Hillel JUC sends massive delegation to G.A. conference in N.O.
When the Hillel Jewish University Center started recruiting college students from Pittsburgh to attend this November’s General Assembly of the Jewish Federations of North America, it set 40 students as its goal.
Well, Hillel JUC didn’t quite hit its goal.
It exceeded it.
Hillel JUC is sending 44 students to the G.A., which begins Nov. 5 in New Orleans. It will boast the third largest delegation of students at the annual conference of North American Federation leaders. Only the University of Michigan (63 students) and the University of Maryland (55 students) are sending more. And the fourth largest delegation — from Cornell — is sending 18.
To put the size of the Pittsburgh delegation in context, compare it with how many students went last year from Pittsburgh — zero.
This year, “we made it a priority, and Hillel International has really made it a priority,” said Carly Adelmann, Hillel JUC assistant director for Jewish student life. “At our staff conference in
August every Hillel was challenged to bring a large number of students. They wanted to have 500 to 1,000 student delegates at the G.A.”
Hillel JUC Executive Director Aaron Weil put the G.A. on par with Birthright trips to Israel as an experience for Jewish students.
“The G.A. takes leaders in business and leaders in the Jewish community — 4,000 from all over the country — and you are networking with people in a small period of time,” he said.
He also described the G.A. as a good training ground for Jewish leaders to learn about domestic Jewish issues, not just Middle East.
“This is an opportunity, unlike Birthright and unlike AIPAC, to explore issues that have nothing to do with Israel,” Weil said.
For instance, they will explore issue such as community service, tikkun olam and aid to Haiti — issues that may resonate with younger Jews.
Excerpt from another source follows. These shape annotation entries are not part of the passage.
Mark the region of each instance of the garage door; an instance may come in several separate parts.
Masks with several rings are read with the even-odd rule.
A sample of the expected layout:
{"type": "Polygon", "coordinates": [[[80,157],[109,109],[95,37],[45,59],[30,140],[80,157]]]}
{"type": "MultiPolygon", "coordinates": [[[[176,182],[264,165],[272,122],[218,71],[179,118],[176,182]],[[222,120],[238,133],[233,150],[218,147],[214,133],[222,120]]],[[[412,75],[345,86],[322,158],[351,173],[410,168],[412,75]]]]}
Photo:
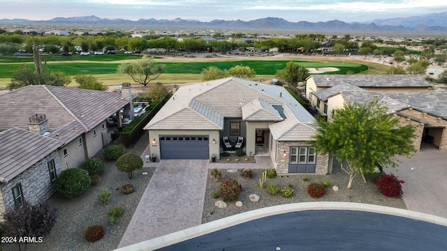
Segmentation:
{"type": "Polygon", "coordinates": [[[208,135],[160,135],[162,160],[207,160],[208,135]]]}

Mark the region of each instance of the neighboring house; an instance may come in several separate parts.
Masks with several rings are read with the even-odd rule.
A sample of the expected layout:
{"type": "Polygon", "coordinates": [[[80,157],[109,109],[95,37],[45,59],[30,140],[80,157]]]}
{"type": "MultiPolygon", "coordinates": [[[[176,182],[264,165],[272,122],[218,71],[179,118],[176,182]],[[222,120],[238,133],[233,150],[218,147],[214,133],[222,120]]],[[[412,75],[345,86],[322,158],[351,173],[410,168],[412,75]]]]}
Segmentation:
{"type": "Polygon", "coordinates": [[[236,77],[180,87],[145,126],[161,159],[210,159],[222,138],[244,139],[247,155],[266,149],[279,173],[327,174],[315,152],[314,117],[282,86],[236,77]]]}
{"type": "Polygon", "coordinates": [[[427,80],[416,75],[316,75],[306,79],[306,98],[321,116],[330,116],[332,109],[338,107],[330,104],[329,99],[343,91],[420,91],[430,87],[427,80]]]}
{"type": "Polygon", "coordinates": [[[37,85],[1,95],[0,211],[47,199],[57,174],[110,143],[106,119],[133,118],[133,98],[130,83],[122,93],[37,85]]]}
{"type": "Polygon", "coordinates": [[[35,204],[52,194],[61,172],[57,149],[64,142],[14,128],[0,132],[0,213],[35,204]]]}
{"type": "Polygon", "coordinates": [[[415,127],[412,140],[416,149],[425,142],[447,151],[447,91],[428,91],[431,85],[420,76],[320,75],[308,78],[307,84],[311,105],[328,121],[344,105],[365,104],[375,98],[388,114],[398,116],[402,125],[415,127]]]}

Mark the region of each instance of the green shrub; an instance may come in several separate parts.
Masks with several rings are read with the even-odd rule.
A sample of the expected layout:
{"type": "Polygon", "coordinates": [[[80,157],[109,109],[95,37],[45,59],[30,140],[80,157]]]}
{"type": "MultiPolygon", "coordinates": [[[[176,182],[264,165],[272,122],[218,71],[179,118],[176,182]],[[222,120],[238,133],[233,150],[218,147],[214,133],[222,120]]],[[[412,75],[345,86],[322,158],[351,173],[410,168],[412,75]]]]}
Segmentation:
{"type": "Polygon", "coordinates": [[[281,188],[281,195],[284,198],[290,198],[293,195],[293,189],[288,187],[281,188]]]}
{"type": "Polygon", "coordinates": [[[89,242],[99,241],[104,236],[104,228],[101,225],[94,225],[87,227],[85,231],[85,239],[89,242]]]}
{"type": "Polygon", "coordinates": [[[274,169],[267,169],[265,172],[267,172],[267,178],[274,178],[277,176],[277,170],[274,169]]]}
{"type": "Polygon", "coordinates": [[[101,175],[104,172],[104,167],[105,167],[105,165],[103,161],[98,158],[87,159],[81,165],[81,168],[87,170],[91,176],[94,175],[101,175]]]}
{"type": "Polygon", "coordinates": [[[275,184],[268,184],[267,186],[267,192],[270,195],[276,195],[278,193],[278,187],[275,184]]]}
{"type": "Polygon", "coordinates": [[[54,182],[54,191],[64,198],[76,197],[90,187],[89,172],[80,168],[68,168],[61,172],[54,182]]]}
{"type": "Polygon", "coordinates": [[[91,176],[90,179],[91,179],[91,183],[90,184],[91,185],[96,185],[101,182],[101,177],[98,174],[95,174],[91,176]]]}
{"type": "Polygon", "coordinates": [[[216,191],[212,191],[212,192],[211,193],[211,196],[212,196],[212,197],[214,199],[217,199],[219,198],[219,192],[216,191]]]}
{"type": "Polygon", "coordinates": [[[224,201],[231,201],[239,197],[241,186],[237,181],[233,178],[226,178],[221,183],[219,189],[219,196],[224,201]]]}
{"type": "Polygon", "coordinates": [[[245,178],[253,177],[253,172],[249,168],[244,168],[240,171],[240,175],[245,178]]]}
{"type": "Polygon", "coordinates": [[[104,158],[107,160],[117,160],[124,153],[123,147],[118,145],[108,146],[103,151],[104,158]]]}
{"type": "Polygon", "coordinates": [[[312,183],[307,186],[307,193],[312,198],[319,198],[326,193],[326,188],[317,183],[312,183]]]}
{"type": "Polygon", "coordinates": [[[235,153],[237,157],[242,157],[245,155],[245,152],[243,149],[236,149],[236,153],[235,153]]]}
{"type": "Polygon", "coordinates": [[[121,209],[119,206],[114,207],[113,209],[110,210],[108,215],[109,216],[113,216],[115,218],[118,218],[123,214],[123,211],[121,209]]]}
{"type": "Polygon", "coordinates": [[[110,197],[110,191],[108,189],[103,189],[101,192],[98,194],[98,200],[101,202],[104,206],[107,204],[107,201],[109,201],[110,197]]]}

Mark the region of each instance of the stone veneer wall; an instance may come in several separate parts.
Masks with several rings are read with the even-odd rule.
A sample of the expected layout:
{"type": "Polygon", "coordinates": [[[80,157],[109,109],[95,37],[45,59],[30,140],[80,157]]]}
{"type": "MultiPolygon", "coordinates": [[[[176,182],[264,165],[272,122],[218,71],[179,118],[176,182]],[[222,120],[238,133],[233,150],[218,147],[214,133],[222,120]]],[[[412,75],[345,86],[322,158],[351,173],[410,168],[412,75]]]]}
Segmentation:
{"type": "MultiPolygon", "coordinates": [[[[403,111],[400,112],[402,114],[408,115],[409,116],[412,116],[414,118],[417,118],[424,123],[427,123],[427,126],[432,126],[432,127],[446,127],[447,126],[447,121],[434,116],[433,115],[427,114],[427,113],[422,112],[418,110],[415,110],[413,109],[409,108],[403,111]]],[[[411,120],[410,120],[411,121],[411,120]]],[[[420,130],[418,129],[420,131],[420,130]]],[[[423,126],[422,126],[422,130],[420,132],[418,132],[418,130],[415,133],[419,133],[419,135],[416,135],[416,137],[420,137],[419,140],[419,146],[417,147],[417,149],[420,148],[420,141],[422,140],[422,136],[423,132],[423,126]]],[[[445,128],[443,129],[442,135],[441,135],[441,139],[439,141],[439,149],[441,151],[447,151],[447,133],[445,133],[446,129],[445,128]]],[[[415,141],[417,142],[418,139],[415,139],[415,141]]],[[[416,144],[416,143],[415,143],[416,144]]]]}
{"type": "MultiPolygon", "coordinates": [[[[272,151],[270,152],[270,158],[274,163],[274,167],[279,174],[286,174],[288,172],[288,162],[290,160],[291,146],[309,146],[306,142],[273,142],[272,151]],[[287,156],[284,157],[281,153],[284,151],[287,153],[287,156]],[[274,153],[277,153],[277,162],[274,162],[274,153]]],[[[329,164],[329,155],[321,155],[317,153],[316,174],[327,174],[328,165],[329,164]]]]}
{"type": "Polygon", "coordinates": [[[31,204],[36,204],[40,199],[47,200],[53,194],[47,164],[52,159],[54,160],[56,173],[59,174],[61,172],[61,160],[58,152],[54,151],[17,175],[8,183],[0,185],[3,199],[0,199],[0,213],[14,208],[12,189],[19,183],[22,185],[23,199],[31,204]]]}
Since the American Jewish leadership has been “graying for years,” Weil said. The Pittsburgh students, who will go to the G.A. as equal members of the Pittsburgh delegation, will be groomed for succession there.
“The decisions they make down there will affect the Jewish community” for years to come,” Weil said. “They will come to learn.”
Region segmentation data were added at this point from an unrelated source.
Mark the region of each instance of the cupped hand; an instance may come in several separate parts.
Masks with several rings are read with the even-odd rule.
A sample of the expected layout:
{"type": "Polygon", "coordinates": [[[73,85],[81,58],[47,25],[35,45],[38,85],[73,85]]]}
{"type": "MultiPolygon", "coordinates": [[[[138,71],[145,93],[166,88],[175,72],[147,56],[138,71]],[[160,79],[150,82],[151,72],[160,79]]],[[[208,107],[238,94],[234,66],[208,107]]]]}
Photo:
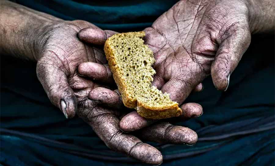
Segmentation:
{"type": "MultiPolygon", "coordinates": [[[[153,84],[180,104],[210,74],[216,88],[226,90],[250,42],[245,2],[182,0],[145,29],[145,43],[156,61],[153,84]]],[[[135,129],[129,124],[151,123],[131,116],[121,122],[127,131],[135,129]]]]}
{"type": "MultiPolygon", "coordinates": [[[[115,33],[82,21],[51,26],[42,38],[42,47],[37,58],[38,77],[50,100],[66,117],[76,113],[111,149],[144,162],[159,164],[163,158],[159,151],[119,128],[120,119],[126,112],[118,91],[111,90],[115,85],[100,48],[115,33]],[[85,36],[87,29],[93,36],[90,39],[93,45],[79,39],[85,36]]],[[[141,134],[140,138],[153,140],[153,136],[158,135],[157,141],[160,142],[192,144],[196,141],[196,133],[188,128],[165,123],[155,129],[141,131],[152,136],[145,138],[141,134]],[[175,134],[179,136],[175,137],[175,134]],[[186,135],[189,137],[183,136],[186,135]]]]}
{"type": "MultiPolygon", "coordinates": [[[[103,44],[108,34],[103,33],[102,35],[99,35],[94,32],[93,28],[86,28],[78,35],[84,43],[103,44]]],[[[79,75],[86,79],[92,79],[98,84],[101,82],[110,84],[113,81],[110,78],[112,76],[112,73],[107,65],[103,67],[94,63],[86,62],[79,65],[77,71],[79,75]],[[99,75],[99,69],[101,68],[101,74],[99,75]]],[[[123,106],[117,90],[107,88],[97,87],[88,90],[79,90],[75,94],[79,102],[78,114],[111,149],[143,162],[158,164],[162,162],[160,152],[141,140],[189,145],[197,141],[197,135],[192,130],[167,122],[145,128],[138,133],[130,134],[123,132],[120,127],[120,121],[129,111],[123,106]]],[[[193,113],[192,111],[186,112],[188,114],[186,117],[193,113]]]]}

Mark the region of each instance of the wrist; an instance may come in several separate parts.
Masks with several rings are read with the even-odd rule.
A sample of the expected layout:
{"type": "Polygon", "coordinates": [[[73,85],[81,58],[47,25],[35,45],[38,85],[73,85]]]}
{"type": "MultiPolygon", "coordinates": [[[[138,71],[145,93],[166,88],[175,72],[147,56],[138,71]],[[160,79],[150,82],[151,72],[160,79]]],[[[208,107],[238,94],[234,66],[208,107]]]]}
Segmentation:
{"type": "Polygon", "coordinates": [[[11,2],[1,2],[1,53],[37,60],[47,30],[63,20],[11,2]]]}
{"type": "Polygon", "coordinates": [[[251,33],[274,33],[275,7],[273,0],[247,0],[246,2],[251,33]]]}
Thirty-eight of the 44 Pittsburgh students are from the University of Pittsburgh. Of the remaining four, three are from Carnegie Mellon University, two are from Duquesne University, and one is from Community College of Allegheny County.
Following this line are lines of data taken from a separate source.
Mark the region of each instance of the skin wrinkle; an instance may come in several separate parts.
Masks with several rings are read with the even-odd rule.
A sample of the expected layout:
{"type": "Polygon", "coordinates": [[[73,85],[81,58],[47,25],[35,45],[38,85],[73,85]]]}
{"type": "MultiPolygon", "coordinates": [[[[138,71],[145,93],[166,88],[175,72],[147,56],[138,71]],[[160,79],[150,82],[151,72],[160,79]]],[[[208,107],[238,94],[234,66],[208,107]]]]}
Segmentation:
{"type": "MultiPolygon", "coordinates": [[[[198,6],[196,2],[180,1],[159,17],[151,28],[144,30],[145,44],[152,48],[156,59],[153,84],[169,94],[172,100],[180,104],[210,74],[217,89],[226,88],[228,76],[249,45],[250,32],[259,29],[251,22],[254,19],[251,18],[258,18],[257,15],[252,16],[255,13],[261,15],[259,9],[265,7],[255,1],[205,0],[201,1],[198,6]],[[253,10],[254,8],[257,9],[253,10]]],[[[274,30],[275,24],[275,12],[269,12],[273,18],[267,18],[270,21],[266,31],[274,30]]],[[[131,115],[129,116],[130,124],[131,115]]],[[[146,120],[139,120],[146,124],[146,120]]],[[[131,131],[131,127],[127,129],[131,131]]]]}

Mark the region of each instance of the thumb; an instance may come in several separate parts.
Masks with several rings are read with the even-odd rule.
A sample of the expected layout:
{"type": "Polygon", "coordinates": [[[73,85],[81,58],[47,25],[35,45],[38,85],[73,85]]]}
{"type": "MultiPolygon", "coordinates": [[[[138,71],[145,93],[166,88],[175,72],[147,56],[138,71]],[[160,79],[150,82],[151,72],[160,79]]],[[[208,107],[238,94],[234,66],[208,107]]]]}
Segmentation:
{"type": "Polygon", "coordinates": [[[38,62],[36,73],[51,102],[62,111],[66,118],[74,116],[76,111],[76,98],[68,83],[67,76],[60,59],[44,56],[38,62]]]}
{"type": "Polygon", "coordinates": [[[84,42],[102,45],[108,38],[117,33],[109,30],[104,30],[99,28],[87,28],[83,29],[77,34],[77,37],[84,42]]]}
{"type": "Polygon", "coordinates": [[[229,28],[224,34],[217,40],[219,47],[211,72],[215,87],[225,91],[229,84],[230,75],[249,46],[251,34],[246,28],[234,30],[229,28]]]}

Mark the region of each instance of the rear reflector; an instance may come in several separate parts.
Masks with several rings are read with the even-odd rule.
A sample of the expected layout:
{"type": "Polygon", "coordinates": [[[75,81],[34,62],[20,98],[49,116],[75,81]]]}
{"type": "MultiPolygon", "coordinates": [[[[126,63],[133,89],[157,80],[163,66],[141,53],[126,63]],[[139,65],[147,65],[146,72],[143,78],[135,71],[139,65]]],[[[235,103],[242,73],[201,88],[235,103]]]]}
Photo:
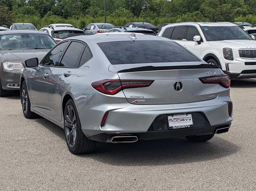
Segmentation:
{"type": "Polygon", "coordinates": [[[231,116],[232,114],[232,104],[229,102],[228,103],[228,115],[231,116]]]}
{"type": "Polygon", "coordinates": [[[114,95],[124,89],[148,87],[153,82],[154,80],[105,79],[94,82],[92,86],[104,94],[114,95]]]}
{"type": "Polygon", "coordinates": [[[107,117],[108,117],[108,112],[107,111],[105,114],[104,114],[104,116],[103,116],[103,118],[102,118],[102,120],[101,122],[101,124],[100,124],[100,126],[103,127],[105,125],[105,122],[106,122],[106,120],[107,119],[107,117]]]}
{"type": "Polygon", "coordinates": [[[219,84],[226,88],[230,87],[231,82],[230,77],[226,74],[204,77],[199,79],[204,84],[219,84]]]}

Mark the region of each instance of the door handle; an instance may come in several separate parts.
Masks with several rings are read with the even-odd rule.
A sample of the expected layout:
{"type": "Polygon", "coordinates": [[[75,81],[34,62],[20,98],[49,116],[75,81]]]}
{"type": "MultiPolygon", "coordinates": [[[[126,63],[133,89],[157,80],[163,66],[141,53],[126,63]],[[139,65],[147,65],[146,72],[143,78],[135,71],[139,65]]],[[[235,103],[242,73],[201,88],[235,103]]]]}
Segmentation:
{"type": "Polygon", "coordinates": [[[72,73],[70,71],[68,71],[68,72],[64,72],[63,74],[64,75],[64,76],[66,78],[67,77],[68,77],[71,74],[72,74],[72,73]]]}
{"type": "Polygon", "coordinates": [[[48,77],[49,77],[49,74],[48,73],[46,73],[43,75],[43,76],[44,77],[44,79],[46,79],[48,77]]]}

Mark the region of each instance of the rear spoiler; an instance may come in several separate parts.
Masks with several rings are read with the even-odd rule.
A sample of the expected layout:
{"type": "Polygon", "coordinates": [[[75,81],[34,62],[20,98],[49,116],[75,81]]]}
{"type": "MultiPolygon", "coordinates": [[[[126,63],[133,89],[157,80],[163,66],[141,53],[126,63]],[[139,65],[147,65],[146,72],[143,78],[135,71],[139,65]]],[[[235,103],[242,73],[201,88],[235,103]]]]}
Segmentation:
{"type": "Polygon", "coordinates": [[[217,65],[208,64],[201,64],[199,65],[187,65],[183,66],[143,66],[137,68],[130,68],[120,70],[117,72],[118,73],[125,73],[126,72],[143,72],[145,71],[155,71],[157,70],[182,70],[187,69],[203,69],[211,68],[220,68],[217,65]]]}

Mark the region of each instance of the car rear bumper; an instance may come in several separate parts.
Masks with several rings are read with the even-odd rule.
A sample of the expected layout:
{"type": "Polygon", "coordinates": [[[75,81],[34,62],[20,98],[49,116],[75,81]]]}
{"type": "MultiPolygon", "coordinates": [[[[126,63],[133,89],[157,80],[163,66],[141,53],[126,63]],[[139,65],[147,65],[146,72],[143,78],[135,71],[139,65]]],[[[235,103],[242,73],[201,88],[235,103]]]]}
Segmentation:
{"type": "Polygon", "coordinates": [[[116,136],[134,136],[137,137],[138,140],[150,140],[193,135],[209,135],[215,134],[218,129],[229,128],[231,124],[231,123],[228,123],[208,127],[155,132],[103,133],[89,137],[88,138],[100,142],[111,142],[112,138],[116,136]]]}
{"type": "MultiPolygon", "coordinates": [[[[194,127],[200,127],[198,130],[202,130],[203,132],[204,128],[206,126],[216,127],[231,123],[233,118],[232,113],[230,115],[228,113],[228,104],[232,103],[230,97],[227,95],[229,94],[227,90],[220,93],[217,97],[206,101],[170,104],[142,105],[130,104],[125,98],[112,98],[96,93],[79,111],[79,116],[82,130],[88,138],[93,138],[92,136],[102,133],[145,132],[147,133],[146,134],[150,134],[147,133],[155,131],[157,128],[150,128],[159,116],[184,113],[202,114],[207,123],[202,123],[194,127]],[[105,124],[101,126],[107,112],[108,114],[105,124]]],[[[160,123],[156,125],[160,127],[166,126],[167,119],[165,119],[166,124],[160,123]]],[[[196,120],[196,119],[195,119],[196,120]]],[[[211,130],[207,133],[210,134],[214,130],[209,128],[211,130]]],[[[164,130],[168,130],[168,128],[160,128],[159,129],[164,130]]],[[[183,129],[179,129],[183,130],[183,129]]],[[[170,130],[167,131],[174,132],[170,130]]],[[[160,132],[160,134],[162,133],[163,133],[160,132]]]]}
Four of the 44 are graduate students, and 19 are freshmen.
Each student pays $75 for trip expenses. The Jewish Federation of North America is picking up travel expenses up to $200 per student — a subsidy it offers Hillel students nationwide — while a locally recruited Federation donor is covering meals, lodging and registration.
While in New Orleans the students will engage in community service projects such as planting trees to replace those uprooted by Hurricane Katrina. “All of Monday afternoon is dedicated to community service projects in New Orleans,” Adelmann said.
They will also be engaged with Hillel JUC President Gail Childs and board member Dodi Walker Gross, who are part of the delegation.
“It’s called unpacking,” Adelmann said. “Two times during the conference, we’re going to sit down as a delegation with Gail and with Dodi and with Aaron and ask the students what their reactions are to the different programs, the different speakers.
“They’re going to get a lot of information in a short period and we want to make sure they unpack their thoughts,” Adelmann continued. “Is there something they really connect with at the G.A. that they say, ‘This is really important to the students in Pittsburgh. We want to bring this speaker or this initiative back to our campus.’”
The hope is to get these 44 students even more involved in Jewish life when they return to Pittsburgh.
“We have expectations for them when they get back,” Weil said.